Introduction
The invasion and metastasis of cancer cells are
known to be primary causes of cancer progression (1). When tumor cells metastasize, a number
of proteolytic enzymes contribute to the degradation of ECM
components and the basement membrane (2,3).
Metalloproteinases (MMPs) play an essential role in the process and
promotion of tumor invasion and metastasis in many types of cancer
(4).
Among the previously reported MMPs, MMP-9 and MMP-2
are key enzymes for degrading ECM and type IV collagen (5,6). MMP-9
correlates with malignant phenotypes in various types of cancer and
can be activated by a variety of stimuli such as cytokines and
phorbol myristate acetate (PMA) during varied pathological
processes (7,8). The MMP-9 promoter region contains one
NF-κB and two AP-1 binding sites (9–11),
which are absent in the MMP-2 promoter region. Therefore, the
activation of MMP-9 in cancer progression may be derived in part
from its modulation by AP-1 and NF-κB transcription factors in
response to extracellular stimuli.
Ginseng has become one of the most commonly used
alternative herbal medicines, and ginsenoside Rg1 is one of its
most active and abundant components. Ginsenoside Rg1 has
pharmacological effects in the central nervous, cardiovascular, and
immune systems, and also exerts anticancer properties (12–20).
However, the effect of ginsenoside Rg1 on cancer metastasis remains
to be investigated. In the present study, we demonstrated the
effects of ginsenoside Rg1 on PMA-induced invasion and migration in
breast cancer and examine the potential mechanism involved in these
effects. Our results support a model by which ginsenoside Rg1
inhibits MMP-9 expression by suppressing NF-κB activation to
inhibit PMA-induced invasion and migration in MCF-7 cells.
Materials and methods
Materials
Ginsenoside Rg1 was purchased from Shanghai Yaji
(Group) Co., Ltd. (Shanghai, China).
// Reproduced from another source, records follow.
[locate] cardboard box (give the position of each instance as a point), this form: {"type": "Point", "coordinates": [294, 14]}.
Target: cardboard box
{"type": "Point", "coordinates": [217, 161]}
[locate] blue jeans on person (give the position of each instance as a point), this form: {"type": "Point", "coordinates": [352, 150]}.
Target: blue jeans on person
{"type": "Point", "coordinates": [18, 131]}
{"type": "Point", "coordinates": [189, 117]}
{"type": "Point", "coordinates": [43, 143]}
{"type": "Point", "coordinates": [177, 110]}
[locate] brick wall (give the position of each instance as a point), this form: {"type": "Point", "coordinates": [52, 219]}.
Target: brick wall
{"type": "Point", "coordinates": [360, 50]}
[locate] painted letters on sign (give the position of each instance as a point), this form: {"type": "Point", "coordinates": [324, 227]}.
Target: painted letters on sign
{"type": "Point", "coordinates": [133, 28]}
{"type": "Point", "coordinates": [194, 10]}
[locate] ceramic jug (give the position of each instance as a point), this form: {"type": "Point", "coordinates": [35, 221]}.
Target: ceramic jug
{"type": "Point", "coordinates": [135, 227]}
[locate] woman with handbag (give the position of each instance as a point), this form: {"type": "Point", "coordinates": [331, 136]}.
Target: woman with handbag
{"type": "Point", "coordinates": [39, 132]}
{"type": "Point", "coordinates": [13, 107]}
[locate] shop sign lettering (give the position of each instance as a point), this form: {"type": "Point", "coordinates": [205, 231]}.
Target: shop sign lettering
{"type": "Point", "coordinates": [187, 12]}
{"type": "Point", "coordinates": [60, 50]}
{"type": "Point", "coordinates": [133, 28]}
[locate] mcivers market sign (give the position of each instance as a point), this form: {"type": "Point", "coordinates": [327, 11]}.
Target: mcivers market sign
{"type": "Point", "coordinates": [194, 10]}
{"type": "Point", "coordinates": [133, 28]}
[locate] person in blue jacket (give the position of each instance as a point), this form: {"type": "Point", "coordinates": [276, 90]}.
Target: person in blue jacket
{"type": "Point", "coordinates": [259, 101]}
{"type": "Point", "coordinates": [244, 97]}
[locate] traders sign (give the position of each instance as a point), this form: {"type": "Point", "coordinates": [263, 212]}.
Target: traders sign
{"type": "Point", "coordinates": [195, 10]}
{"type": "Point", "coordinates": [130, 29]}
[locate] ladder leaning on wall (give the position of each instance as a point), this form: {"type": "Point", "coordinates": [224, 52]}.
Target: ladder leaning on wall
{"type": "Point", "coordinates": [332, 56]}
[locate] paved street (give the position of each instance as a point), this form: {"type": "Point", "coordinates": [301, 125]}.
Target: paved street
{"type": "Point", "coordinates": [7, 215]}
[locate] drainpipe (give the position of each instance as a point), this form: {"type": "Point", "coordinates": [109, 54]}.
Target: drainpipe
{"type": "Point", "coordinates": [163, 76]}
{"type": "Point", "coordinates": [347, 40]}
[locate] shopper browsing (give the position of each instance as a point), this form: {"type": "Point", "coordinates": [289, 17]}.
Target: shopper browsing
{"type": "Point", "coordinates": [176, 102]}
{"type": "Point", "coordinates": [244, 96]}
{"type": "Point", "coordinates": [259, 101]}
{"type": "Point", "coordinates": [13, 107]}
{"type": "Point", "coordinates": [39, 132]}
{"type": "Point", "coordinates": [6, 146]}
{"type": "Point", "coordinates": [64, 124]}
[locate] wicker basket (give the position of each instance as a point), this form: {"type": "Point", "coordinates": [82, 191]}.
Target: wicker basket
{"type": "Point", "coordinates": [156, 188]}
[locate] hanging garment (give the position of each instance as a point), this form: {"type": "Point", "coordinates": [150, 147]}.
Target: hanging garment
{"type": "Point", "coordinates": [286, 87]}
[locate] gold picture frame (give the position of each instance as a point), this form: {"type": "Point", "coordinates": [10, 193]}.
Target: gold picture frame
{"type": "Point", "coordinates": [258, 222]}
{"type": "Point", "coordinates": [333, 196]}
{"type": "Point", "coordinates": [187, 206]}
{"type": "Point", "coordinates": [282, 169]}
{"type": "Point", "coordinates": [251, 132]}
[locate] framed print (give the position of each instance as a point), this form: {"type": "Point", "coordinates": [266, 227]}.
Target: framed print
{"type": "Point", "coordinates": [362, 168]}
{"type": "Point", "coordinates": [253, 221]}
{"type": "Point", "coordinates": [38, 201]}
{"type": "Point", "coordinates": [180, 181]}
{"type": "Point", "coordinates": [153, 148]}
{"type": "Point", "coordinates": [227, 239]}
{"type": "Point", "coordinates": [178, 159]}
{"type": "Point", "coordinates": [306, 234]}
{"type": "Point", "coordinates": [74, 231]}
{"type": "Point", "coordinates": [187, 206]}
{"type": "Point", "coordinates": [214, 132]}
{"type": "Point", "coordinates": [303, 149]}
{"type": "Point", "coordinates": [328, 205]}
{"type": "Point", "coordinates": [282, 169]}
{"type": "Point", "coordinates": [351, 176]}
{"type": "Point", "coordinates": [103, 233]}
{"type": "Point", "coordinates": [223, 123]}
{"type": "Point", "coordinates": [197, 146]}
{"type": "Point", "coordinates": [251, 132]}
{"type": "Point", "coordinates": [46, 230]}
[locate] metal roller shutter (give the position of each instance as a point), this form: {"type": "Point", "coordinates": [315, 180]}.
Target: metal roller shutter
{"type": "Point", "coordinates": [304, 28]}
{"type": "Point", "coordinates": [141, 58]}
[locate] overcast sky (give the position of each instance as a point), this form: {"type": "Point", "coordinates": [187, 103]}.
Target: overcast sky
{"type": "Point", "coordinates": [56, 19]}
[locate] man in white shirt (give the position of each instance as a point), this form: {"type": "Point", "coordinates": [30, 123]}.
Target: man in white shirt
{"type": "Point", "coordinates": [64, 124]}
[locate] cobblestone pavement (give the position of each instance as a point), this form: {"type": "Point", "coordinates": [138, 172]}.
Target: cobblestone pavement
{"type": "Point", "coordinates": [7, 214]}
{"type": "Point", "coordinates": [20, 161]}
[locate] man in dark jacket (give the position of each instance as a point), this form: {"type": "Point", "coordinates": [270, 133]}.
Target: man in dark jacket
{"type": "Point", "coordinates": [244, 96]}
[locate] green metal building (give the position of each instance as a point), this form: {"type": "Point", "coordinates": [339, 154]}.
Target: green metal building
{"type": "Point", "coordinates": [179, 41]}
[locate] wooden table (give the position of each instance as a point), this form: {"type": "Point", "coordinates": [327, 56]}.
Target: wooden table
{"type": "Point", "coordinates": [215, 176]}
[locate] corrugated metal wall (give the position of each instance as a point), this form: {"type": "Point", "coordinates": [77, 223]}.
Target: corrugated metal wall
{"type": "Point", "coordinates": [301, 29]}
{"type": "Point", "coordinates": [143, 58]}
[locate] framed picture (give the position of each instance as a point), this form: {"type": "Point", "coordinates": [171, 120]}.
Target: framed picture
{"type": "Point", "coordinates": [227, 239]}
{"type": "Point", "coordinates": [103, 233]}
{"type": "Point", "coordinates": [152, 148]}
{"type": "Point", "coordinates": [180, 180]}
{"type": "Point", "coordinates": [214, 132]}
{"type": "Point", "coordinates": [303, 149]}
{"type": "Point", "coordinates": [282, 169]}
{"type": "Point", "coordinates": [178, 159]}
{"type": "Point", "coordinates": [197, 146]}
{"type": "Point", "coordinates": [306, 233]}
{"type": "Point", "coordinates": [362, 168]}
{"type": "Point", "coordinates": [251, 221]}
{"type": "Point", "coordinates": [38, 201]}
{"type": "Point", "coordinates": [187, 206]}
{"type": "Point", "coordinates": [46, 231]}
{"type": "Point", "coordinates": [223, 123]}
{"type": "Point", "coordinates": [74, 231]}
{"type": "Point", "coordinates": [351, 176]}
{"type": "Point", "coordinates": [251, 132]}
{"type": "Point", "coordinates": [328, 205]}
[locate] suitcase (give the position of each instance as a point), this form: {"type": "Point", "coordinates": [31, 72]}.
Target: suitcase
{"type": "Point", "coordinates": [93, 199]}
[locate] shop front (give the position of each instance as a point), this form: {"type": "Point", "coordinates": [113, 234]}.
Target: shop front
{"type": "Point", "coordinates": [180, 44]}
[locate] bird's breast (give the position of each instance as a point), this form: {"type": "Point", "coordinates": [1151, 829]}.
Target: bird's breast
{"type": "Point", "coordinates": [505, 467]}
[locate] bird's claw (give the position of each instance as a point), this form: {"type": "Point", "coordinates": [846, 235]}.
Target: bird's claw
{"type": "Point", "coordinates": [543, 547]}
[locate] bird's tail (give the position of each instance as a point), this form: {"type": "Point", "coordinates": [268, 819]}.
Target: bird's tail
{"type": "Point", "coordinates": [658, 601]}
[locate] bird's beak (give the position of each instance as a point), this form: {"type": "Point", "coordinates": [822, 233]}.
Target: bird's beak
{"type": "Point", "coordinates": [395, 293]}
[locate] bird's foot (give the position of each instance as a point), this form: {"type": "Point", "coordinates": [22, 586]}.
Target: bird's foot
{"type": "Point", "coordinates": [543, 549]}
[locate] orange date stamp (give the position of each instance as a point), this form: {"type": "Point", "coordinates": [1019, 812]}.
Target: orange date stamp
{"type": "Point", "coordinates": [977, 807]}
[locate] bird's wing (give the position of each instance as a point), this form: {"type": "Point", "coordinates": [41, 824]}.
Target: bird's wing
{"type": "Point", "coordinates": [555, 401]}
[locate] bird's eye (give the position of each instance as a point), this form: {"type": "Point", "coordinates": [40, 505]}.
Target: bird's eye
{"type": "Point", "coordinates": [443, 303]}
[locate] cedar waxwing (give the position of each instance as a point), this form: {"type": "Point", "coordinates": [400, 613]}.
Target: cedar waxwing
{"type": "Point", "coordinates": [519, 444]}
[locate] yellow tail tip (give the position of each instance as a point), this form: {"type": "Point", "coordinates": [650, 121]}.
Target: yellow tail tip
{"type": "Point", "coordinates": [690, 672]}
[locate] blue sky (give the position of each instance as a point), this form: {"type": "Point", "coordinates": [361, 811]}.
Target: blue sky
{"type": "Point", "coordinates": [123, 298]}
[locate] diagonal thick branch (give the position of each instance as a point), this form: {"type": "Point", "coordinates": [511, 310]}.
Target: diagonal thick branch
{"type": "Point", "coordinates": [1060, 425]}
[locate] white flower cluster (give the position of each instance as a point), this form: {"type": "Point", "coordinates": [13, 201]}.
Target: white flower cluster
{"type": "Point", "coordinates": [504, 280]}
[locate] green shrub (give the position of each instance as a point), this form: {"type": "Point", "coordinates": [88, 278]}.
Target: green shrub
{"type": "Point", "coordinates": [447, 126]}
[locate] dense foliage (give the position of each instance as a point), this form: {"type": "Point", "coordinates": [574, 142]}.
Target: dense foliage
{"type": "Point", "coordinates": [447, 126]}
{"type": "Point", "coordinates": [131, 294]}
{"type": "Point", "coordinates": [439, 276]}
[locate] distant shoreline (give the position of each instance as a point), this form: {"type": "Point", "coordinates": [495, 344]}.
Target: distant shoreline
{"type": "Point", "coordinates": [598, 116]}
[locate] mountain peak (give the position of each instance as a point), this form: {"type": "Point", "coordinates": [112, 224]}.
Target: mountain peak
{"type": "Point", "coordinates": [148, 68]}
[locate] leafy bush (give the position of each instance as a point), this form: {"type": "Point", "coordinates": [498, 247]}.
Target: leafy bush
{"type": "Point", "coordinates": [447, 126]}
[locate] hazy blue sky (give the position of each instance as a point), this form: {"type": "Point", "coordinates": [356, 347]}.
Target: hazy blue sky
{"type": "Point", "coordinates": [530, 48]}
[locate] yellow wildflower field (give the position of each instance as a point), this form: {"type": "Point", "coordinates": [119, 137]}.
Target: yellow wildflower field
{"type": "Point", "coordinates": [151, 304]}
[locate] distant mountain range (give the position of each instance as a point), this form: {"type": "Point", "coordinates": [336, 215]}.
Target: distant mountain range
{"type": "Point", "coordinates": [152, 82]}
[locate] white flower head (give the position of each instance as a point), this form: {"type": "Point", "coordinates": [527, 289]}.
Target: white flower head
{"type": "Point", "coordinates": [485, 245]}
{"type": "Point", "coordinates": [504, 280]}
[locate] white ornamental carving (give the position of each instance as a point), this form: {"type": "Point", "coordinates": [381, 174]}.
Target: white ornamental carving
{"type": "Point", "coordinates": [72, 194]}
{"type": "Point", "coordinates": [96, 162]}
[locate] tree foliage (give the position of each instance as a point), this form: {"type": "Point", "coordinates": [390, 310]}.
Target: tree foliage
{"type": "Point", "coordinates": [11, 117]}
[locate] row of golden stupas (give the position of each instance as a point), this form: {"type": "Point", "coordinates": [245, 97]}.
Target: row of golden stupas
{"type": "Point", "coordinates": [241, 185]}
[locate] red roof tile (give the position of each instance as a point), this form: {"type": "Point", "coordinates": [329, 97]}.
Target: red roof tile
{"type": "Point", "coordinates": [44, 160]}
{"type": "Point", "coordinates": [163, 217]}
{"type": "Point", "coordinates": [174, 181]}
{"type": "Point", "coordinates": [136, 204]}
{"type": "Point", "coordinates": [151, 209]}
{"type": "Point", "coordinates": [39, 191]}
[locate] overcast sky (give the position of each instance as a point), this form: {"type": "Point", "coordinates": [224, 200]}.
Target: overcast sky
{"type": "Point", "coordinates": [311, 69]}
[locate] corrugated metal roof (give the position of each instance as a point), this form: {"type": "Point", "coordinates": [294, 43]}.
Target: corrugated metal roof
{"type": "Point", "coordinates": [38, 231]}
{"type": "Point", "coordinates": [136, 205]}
Sulforhodamine B (SRB),
trichloroacetic acid (TCA), acetic acid, anti-β-actin and dimethyl
sulfoxide (DMSO) were obtained from Sigma-Aldrich (St. Louis, MO,
USA). TRIzol and cell culture reagents were purchased from
Invitrogen Life Technologies, (Carlsbad, CA, USA). Antibodies for
phospho-p65, phospho-c-jun and MMP-9 were obtained from Cell
Signaling. Secondary antibodies for western blotting were obtained
from Amersham Biosciences Corporation (Piscataway, NJ, USA). Other
reagents were obtained from Sigma-Aldrich unless stated
otherwise.
Sulforhodamine B (SRB) assay
Cytotoxicity was determined by the SRB assay. Cells
were seeded into 96-well plates and exposed to different
concentrations (50, 100, 200 and 400 μM) of ginsenoside Rg1. After
48 h of incubation, the cells were fixed with TCA for 1 h at 4°C,
air-dried, and then stained with 0.4% SRB solution for 30 min at
room temperature. After staining, the SRB solution was removed, and
the cells were subsequently washed five times with 1% acetic acid.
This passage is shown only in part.